What the hand dare sieze the fire?
And what shoulder, & what art.
Could twist the sinews of thy heart?
And when thy heart began to beat,
What dread hand? & what dread feet?
What the hammer? what the chain?
In what furnace was thy brain?
What the anvil? what dread grasp
Dare its deadly terrors clasp?
When the stars threw down their spears,
And watered heaven with their tears,
Did he smile his work to see?
Did he who made the Lamb make thee?
Tyger! Tyger! burning bright
In the forests of the night,
What immortal hand or eye
Dare frame thy fearful symmetry?
Please write a poem where you ask a list of questions to an animal that you think is
mysterious and beautiful. Make the poem six questions or six stanzas.
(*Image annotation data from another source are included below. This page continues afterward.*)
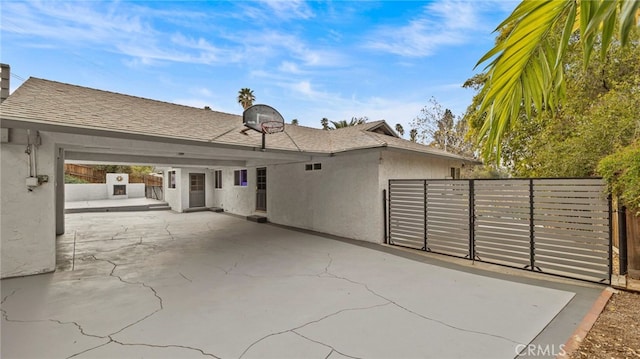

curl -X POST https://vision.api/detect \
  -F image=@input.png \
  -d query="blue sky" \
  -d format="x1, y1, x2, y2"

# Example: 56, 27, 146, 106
0, 0, 517, 132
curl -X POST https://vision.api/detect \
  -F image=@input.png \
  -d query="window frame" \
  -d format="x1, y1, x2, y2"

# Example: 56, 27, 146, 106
167, 170, 176, 189
233, 168, 249, 187
213, 170, 222, 189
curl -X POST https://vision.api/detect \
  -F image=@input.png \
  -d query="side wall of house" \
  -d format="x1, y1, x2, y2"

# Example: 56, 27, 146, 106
267, 151, 383, 242
207, 166, 255, 216
162, 168, 188, 212
380, 150, 463, 184
0, 130, 57, 278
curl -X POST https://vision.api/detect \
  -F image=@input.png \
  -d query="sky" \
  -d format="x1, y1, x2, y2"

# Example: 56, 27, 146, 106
0, 0, 517, 138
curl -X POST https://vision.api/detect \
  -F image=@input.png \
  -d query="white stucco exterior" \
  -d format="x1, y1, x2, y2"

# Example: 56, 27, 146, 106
0, 131, 56, 278
0, 78, 480, 278
163, 149, 463, 243
64, 183, 145, 202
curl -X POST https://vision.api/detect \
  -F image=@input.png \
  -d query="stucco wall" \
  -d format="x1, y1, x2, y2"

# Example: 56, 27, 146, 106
64, 183, 107, 202
267, 151, 383, 242
127, 183, 145, 198
162, 168, 183, 212
165, 167, 218, 212
0, 131, 56, 278
212, 166, 258, 216
64, 183, 145, 202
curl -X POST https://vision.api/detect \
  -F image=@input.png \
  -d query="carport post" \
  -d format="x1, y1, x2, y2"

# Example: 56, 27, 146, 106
53, 146, 64, 236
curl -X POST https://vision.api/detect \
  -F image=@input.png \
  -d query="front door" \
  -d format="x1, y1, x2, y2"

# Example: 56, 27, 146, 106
189, 173, 204, 208
256, 167, 267, 211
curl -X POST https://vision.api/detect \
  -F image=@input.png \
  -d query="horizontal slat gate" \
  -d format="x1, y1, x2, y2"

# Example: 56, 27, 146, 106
474, 180, 531, 268
388, 179, 612, 283
533, 179, 610, 281
425, 180, 469, 257
389, 180, 425, 249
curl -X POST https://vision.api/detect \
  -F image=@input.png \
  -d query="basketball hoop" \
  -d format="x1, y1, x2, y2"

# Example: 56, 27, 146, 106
241, 105, 284, 151
260, 121, 284, 134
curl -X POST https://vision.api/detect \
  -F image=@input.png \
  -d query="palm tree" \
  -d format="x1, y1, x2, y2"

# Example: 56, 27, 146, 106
329, 117, 367, 130
476, 0, 640, 159
409, 128, 418, 142
238, 87, 256, 110
320, 117, 329, 130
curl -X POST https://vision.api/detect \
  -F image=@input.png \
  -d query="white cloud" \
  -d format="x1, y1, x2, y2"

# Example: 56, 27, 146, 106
278, 61, 302, 74
263, 0, 315, 20
364, 0, 504, 57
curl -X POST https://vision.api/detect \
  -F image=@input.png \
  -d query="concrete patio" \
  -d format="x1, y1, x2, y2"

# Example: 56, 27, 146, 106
1, 211, 603, 359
No need to rhyme

Thirteen Ways of Looking at a Blackbird, by Wallace Stevens
Among twenty snowy mountains,
The only moving thing
Was the eye of the blackbird.
II
I was of three minds,
Like a tree
In which there are three blackbirds.
III
The blackbird whirled in the autumn winds.
It was a small part of the pantomime.
IV
A man and a woman
Are one.
A man and a woman and a blackbird
Are one.
V
I do not know which to prefer,
The beauty of inflections
Or the beauty of innuendoes,
The blackbird whistling
Or just after.
VI
Icicles filled the long window
With barbaric glass.
The shadow of the blackbird
Crossed it, to and fro.
The mood
Traced in the shadow
An indecipherable cause.
VII
O thin men of Haddam,
Why do you imagine golden birds?
Do you not see how the blackbird
Walks around the feet
Of the women about you?
VIII
I know noble accents
And lucid, inescapable rhythms;
But I know, too,
That the blackbird is involved
In what I know.
IX
When the blackbird flew out of sight,
It marked the edge
Of one of many circles.
X
At the sight of blackbirds
Flying in a green light,
Even the bawds of euphony
Would cry out sharply.
XI
He rode over Connecticut
In a glass coach.
Once, a fear pierced him,
In that he mistook
The shadow of his equipage
For blackbirds.
XII
The river is moving.
The blackbird must be flying.
XIII
It was evening all afternoon.
It was snowing
And it was going to snow.
The blackbird sat
In the cedar-limbs.
Write a “Thirteen Ways” poem of your own. Pick anything or anyone that interests you and write 13 different ways you could relate different, even random, life experiences to that thing or person.

We Real Cool
We Real Cool
We real cool. We
Left school. We
Lurk late. We
Strike straight. We
Sing sin. We
Thin gin. We
Jazz June. We
Die soon.
Gwendolyn Brooks wrote this poem after noticing a group of kids who probably should have been in school. Think about a person or a group of people. You don’t have to know them. Write a poem in the voice of that person or group, starting each new line with the word “I” or “we.”

What You Love, What You Don’t
Write a poem about a kind of food that you love or really don’t like. Please use wild exaggerations in each line. For example, “I am madly in love with fried squid.” Or “I cannot abide with peas.”